Dissolving Samsara
In the teachings of the Great Perfection there is the concept of lhundrup, spontaneous perfection or spontaneous presence, that characterizes all phenomena, including happiness and suffering.
Whatever arises in experience is perfect just as it is.
All phenomena are a manifestation of the five pure elemental lights and from the five lights all the qualities of nirvana ceaselessly manifest.
It is only because we are trapped in erroneous dualistic views that we engage in an ultimately false struggle with experience.
We only need to wake—like from a dream—for it to end, and when it does, we realize that it was never real. But until we awaken, we suffer.
The world we experience, the world we perceive and think we know, has developed over time. We have substantialized it, made it concrete and distinctive, a dualistic world of “you and me.”
Internal obscurations in the moving mind have resulted in apparently negative external phenomena; reactions to apparently external phenomena have reinforced internal obscurations.
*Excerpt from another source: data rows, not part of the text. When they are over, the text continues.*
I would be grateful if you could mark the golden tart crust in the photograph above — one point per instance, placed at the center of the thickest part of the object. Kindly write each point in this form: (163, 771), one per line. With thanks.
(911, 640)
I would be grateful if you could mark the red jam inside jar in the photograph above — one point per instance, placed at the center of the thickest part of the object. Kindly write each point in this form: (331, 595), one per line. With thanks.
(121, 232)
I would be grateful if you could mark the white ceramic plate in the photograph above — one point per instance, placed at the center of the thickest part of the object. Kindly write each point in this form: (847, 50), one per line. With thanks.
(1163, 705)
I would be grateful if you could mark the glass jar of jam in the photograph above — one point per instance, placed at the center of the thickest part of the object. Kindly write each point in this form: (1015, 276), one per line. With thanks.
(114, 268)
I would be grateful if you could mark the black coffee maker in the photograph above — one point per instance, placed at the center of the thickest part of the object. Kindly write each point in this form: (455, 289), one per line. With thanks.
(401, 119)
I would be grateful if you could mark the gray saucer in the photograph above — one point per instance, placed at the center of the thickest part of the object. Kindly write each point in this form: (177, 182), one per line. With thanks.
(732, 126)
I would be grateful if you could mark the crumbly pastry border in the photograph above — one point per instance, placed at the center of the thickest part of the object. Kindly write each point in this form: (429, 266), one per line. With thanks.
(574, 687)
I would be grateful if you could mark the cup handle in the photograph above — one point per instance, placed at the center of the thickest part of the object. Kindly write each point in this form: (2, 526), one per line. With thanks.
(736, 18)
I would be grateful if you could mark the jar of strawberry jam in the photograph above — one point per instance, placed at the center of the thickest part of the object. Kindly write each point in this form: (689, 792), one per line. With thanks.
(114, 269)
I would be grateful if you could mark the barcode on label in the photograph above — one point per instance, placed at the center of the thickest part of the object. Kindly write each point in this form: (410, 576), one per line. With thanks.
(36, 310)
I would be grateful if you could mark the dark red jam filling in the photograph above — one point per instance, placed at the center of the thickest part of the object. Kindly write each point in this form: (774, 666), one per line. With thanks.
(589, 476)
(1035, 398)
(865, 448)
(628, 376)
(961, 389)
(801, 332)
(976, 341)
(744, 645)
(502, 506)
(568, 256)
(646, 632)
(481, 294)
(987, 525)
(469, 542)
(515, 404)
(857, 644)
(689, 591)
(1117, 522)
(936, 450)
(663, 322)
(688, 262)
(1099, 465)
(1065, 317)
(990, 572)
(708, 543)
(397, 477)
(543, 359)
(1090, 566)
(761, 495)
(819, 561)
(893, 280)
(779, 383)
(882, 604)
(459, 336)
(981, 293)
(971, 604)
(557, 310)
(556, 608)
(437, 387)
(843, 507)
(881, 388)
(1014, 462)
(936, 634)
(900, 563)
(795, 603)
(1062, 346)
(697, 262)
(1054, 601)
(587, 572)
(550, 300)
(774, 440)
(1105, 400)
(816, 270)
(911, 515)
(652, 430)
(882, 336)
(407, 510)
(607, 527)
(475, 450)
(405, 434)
As we abide in the nature of mind, dissolving experience again and again into pure luminosity, experience eventually becomes a flow of light rather than solid forms, pure sound rather than noise or positive and negative speech, pure being rather than separate things and entities.
The clarity and purity of the nature of mind result in apparently pure external phenomena.
And the experience of that pure luminosity further stabilizes the practitioner in the nature of mind. This is the best way to balance the elements.